EU inches closer to US ‘open skies’ dialogue

Series Title
Series Details 09/05/96, Volume 2, Number 19
Publication Date 09/05/1996
Content Type

Date: 09/05/1996

By Tim Jones

MEMBER states are edging towards giving the European Commission the green light to begin exploratory talks with the United States over access to each other's civil aviation market.

After informal discussions in Washington between two Commission officials and their counterparts at the Department of Transportation and the State Department at the end of April, EU governments are now likely to sanction more formal talks over a pan-EU-US 'open skies' deal.

A two-day meeting of Union aviation negotiators this week indicated that either the June or the October meeting of EU transport ministers would call for further discussions with the US.

The Commission has been seeking a mandate to negotiate directly with Washington to create a so-called common aviation area between the Union and the US since Neil Kinnock took over as Transport Commissioner at the beginning of 1995.

Instead, the US has been negotiating bilateral agreements with member states, persuading individual governments to abolish the usual formal restrictions on fare-cutting and plane capacity. By the end of last year, the US had new deals with Luxembourg, Austria, Belgium, Denmark, Sweden and Finland.

A mini-deal with the UK was followed by a full open skies agreement with Germany and a commitment from the French to begin talks - but only after the US threatened to slash Air France's trans-Atlantic flight numbers.

In March, Washington sent its model open skies agreement to the authorities in the member states which have not yet signed deals. The Spanish, Italian and Portuguese authorities have all been approached to negotiate bilaterally with the Americans, while an existing Greek-US accord comes up for renewal this year.

As the aviation market becomes more cut-throat, European airlines are increasingly seeking US partners in order to reduce plane numbers as well as coordinating capacity, pricing and flight scheduling.

This has given the US even more leverage since the tighter these alliances become, the greater the likelihood that the airlines can be challenged for anti-competitive behaviour.

To be safe from legal suits, the airlines need to be granted anti-trust immunity by the US Department of Justice - leading many European carriers to put pressure on their governments to reach open skies deals. This is precisely what happened in the German case, when Lufthansa sought to deepen its alliance with United Airlines.

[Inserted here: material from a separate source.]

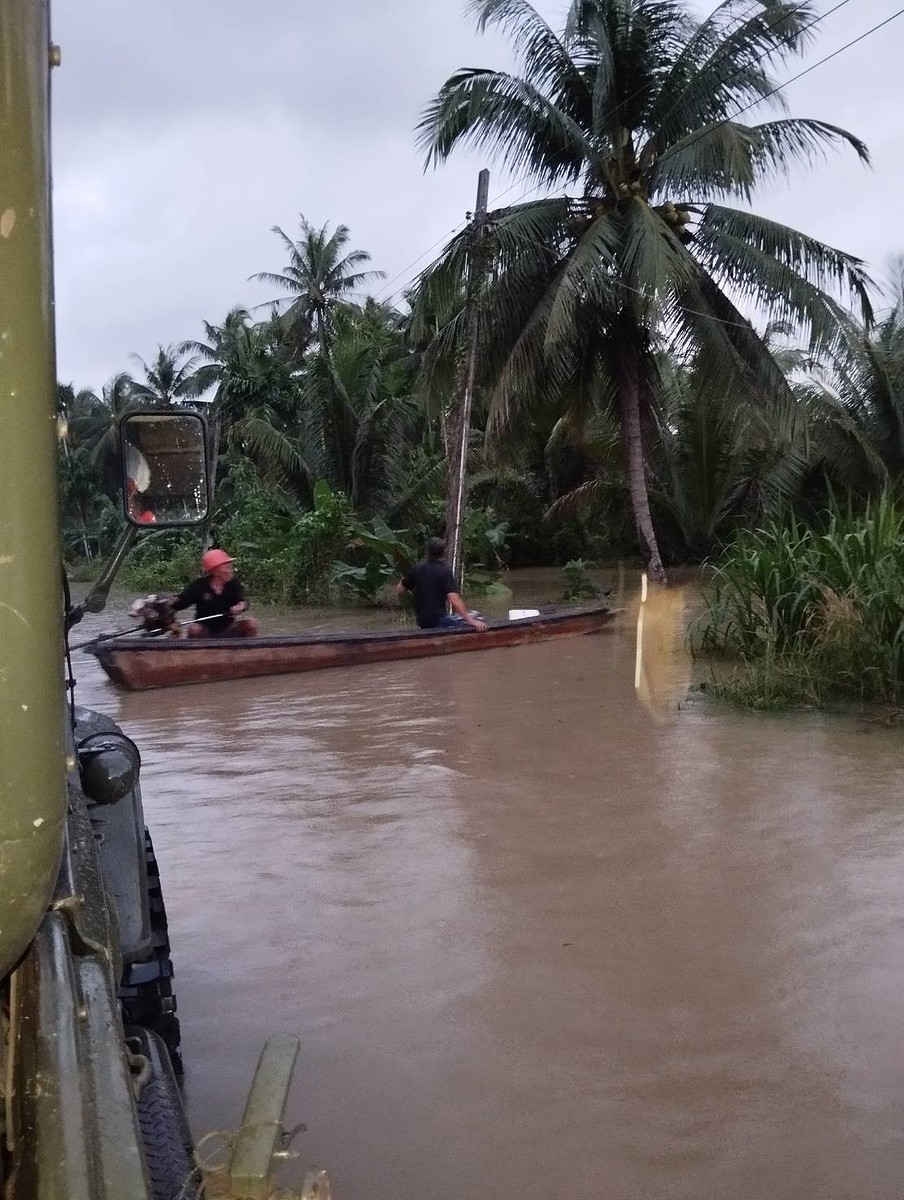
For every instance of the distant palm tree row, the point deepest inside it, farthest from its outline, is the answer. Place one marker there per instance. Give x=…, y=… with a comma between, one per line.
x=626, y=402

The Spanish authorities will be next to feel the heat as Iberia seeks a major private sector partner to help it buy back the Latin American operations it was forced to sell by the Commission in return for a capital injection from the state.

When they met their US counterparts, EU officials from DGVII, the Directorate-General for Transport, pressed the case for a 'balanced' deal which would cover anti-trust immunity.

US officials stressed their demand for 'traffic rights' - freedom to land even at congested airports, pick up passengers in one European city and land in another and even, eventually, the right to fly between cities in one member state.

“We favour liberal EU-US relations and if member states decide they want to reach that goal at the EU level, then that's fine,” said an American official.

Kinnock wants to ensure that traffic rights are not the only issue discussed with the US.

He believes an overall agreement should include reciprocal access for EU and American carriers, measures to avoid market disruption and unfair competition, a common threshold for foreign ownership of domestic carriers, norms and rules for equipment leasing and code-sharing, and strict definitions of when an airline is bankrupt.